Não viram ainda a lista dos indicados do Oscar 2009? Pois reparem nisso aqui:
Indicados a melhor filme:
“O Curioso Caso de Benjamin Button”
“Frost/Nixon”
“Milk – A Voz da Igualdade”
“O Leitor”
“Slumdog Millionaire”
Indicados a melhor roteiro adaptado:
“O Curioso Caso de Benjamin Button”
“Frost/Nixon”
“Dúvida”
“O Leitor”
“Slumdog Millionaire”
Coincidência ou não (e eu acho que não), dos 5 indicados a melhor filme, quatro são adaptações de livro. E isso não é fenômeno desse ano. Até os irmãos Coen (acima, durante a premiação do ano passado), que têm roteiros maravilhosos na sua carreira (“Queime Depois de Ler” é o último), ano passado levaram o Oscar com um roteiro adaptado. Já tinha lido uma entrevista do Jorge Furtado em que ele comentava isso, que parece que não se escreve mais para cinema. Assim, criar histórias para filmar e ponto. Claro, tem o Woody Allen, o Almodóvar, os próprios Coen, mas tem os 4 indicados desse ano, “Harry Potter”, “Senhor dos Anéis”, “Desejo e Reparação”, “Matrix”, “O Perfume”, “Cidade de Deus”, “Tropa de Elite”, “Ensaio Sobre a Cegueira” e a sensação que tenho é de que a proporção dos filmes based upon a novel cresce todo ano.
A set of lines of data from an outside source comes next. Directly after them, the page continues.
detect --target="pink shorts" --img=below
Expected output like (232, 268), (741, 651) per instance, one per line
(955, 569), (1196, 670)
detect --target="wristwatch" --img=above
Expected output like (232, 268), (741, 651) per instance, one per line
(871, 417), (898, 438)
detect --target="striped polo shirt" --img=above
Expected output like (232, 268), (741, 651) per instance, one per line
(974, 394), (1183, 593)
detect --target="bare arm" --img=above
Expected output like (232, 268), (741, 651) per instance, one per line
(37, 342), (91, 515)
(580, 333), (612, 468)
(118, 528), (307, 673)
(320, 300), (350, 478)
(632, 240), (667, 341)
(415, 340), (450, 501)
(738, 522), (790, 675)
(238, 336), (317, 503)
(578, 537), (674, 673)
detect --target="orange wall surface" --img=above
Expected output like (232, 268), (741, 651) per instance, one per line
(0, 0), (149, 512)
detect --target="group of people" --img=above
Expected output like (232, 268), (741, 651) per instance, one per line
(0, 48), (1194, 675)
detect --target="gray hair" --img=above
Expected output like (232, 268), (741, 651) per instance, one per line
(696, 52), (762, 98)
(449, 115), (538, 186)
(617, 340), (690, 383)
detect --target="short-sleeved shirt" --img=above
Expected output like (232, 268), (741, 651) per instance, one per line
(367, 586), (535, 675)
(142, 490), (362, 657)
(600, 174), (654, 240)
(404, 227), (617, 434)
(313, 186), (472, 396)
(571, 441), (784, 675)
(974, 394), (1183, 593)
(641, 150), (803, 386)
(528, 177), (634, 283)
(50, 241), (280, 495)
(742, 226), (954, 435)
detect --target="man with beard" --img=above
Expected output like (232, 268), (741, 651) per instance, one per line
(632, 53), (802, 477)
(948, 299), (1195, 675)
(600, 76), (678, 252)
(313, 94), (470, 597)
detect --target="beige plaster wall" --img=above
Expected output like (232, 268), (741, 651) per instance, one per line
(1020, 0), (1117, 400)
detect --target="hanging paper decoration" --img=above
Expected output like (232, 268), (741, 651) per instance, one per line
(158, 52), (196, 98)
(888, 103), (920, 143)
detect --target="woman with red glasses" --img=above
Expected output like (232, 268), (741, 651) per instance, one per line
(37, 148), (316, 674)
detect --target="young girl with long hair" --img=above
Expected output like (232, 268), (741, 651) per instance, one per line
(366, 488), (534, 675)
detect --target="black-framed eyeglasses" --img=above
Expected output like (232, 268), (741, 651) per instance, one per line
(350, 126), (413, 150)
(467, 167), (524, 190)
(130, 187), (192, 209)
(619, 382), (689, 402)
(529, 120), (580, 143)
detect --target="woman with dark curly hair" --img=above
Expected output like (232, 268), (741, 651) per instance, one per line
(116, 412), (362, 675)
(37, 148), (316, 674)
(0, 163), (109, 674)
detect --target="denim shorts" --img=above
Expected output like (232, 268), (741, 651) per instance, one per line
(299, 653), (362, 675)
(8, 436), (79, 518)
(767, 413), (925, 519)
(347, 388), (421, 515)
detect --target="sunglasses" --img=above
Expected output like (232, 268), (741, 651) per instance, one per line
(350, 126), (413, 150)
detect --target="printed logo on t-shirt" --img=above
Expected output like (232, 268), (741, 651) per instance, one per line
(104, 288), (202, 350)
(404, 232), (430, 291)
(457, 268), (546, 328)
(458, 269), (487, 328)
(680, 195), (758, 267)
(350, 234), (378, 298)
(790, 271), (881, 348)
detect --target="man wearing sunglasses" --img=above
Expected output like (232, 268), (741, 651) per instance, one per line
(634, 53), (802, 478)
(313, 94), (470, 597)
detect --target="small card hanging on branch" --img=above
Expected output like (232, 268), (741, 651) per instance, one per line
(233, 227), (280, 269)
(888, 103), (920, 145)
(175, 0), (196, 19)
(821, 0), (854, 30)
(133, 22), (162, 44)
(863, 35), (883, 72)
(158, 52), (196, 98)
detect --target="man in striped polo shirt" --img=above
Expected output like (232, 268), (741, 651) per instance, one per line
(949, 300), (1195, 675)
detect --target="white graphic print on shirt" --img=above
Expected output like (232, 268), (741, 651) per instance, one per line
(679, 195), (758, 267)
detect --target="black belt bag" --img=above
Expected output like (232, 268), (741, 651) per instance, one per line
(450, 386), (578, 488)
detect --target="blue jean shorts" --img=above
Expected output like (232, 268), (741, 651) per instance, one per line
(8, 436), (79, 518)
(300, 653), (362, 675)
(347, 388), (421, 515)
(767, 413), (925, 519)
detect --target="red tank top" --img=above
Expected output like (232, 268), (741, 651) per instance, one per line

E isso não chega a ser um mal juízo meu sobre ninguém. Não venho aqui pra dizer, ‘ei roteiristas preguiçosos, vamos criar histórias e parar pra adaptar’. Até porque adaptar é complicado e dever ser um saco ter que ouvir sempre ‘Bah, o livro era bem melhor’.
Não, é só uma constatação de que tanta gente diz que o livro vai sumir, e me parece que, se vai sumir, é das prateleiras das livrarias, e isso porque os roteiristas estão comprando um monte. Se acabar o livro, o romance, acaba uma fonte que alimenta uma mega indústria que é a cinematográfica. Que, sem analisar o que escolhem pra filmar ou não, dá um baita impulso pro mercado editorial, estimulando a venda dos livros adaptados, que capitalizam as editoras que podem lançar novos livros, que podem virar novos filmes, que podem virar novos sucessos de venda e lá vamos nós. Pode ser otimista demais, mas é um lado da coisa.
Entonces, meu feliz 2009 pra lá de atrasado, é pro romance, pra literatura, pro escritor, que não vai desaparecer não. A não ser que a gente comece a discutir o fim do filme.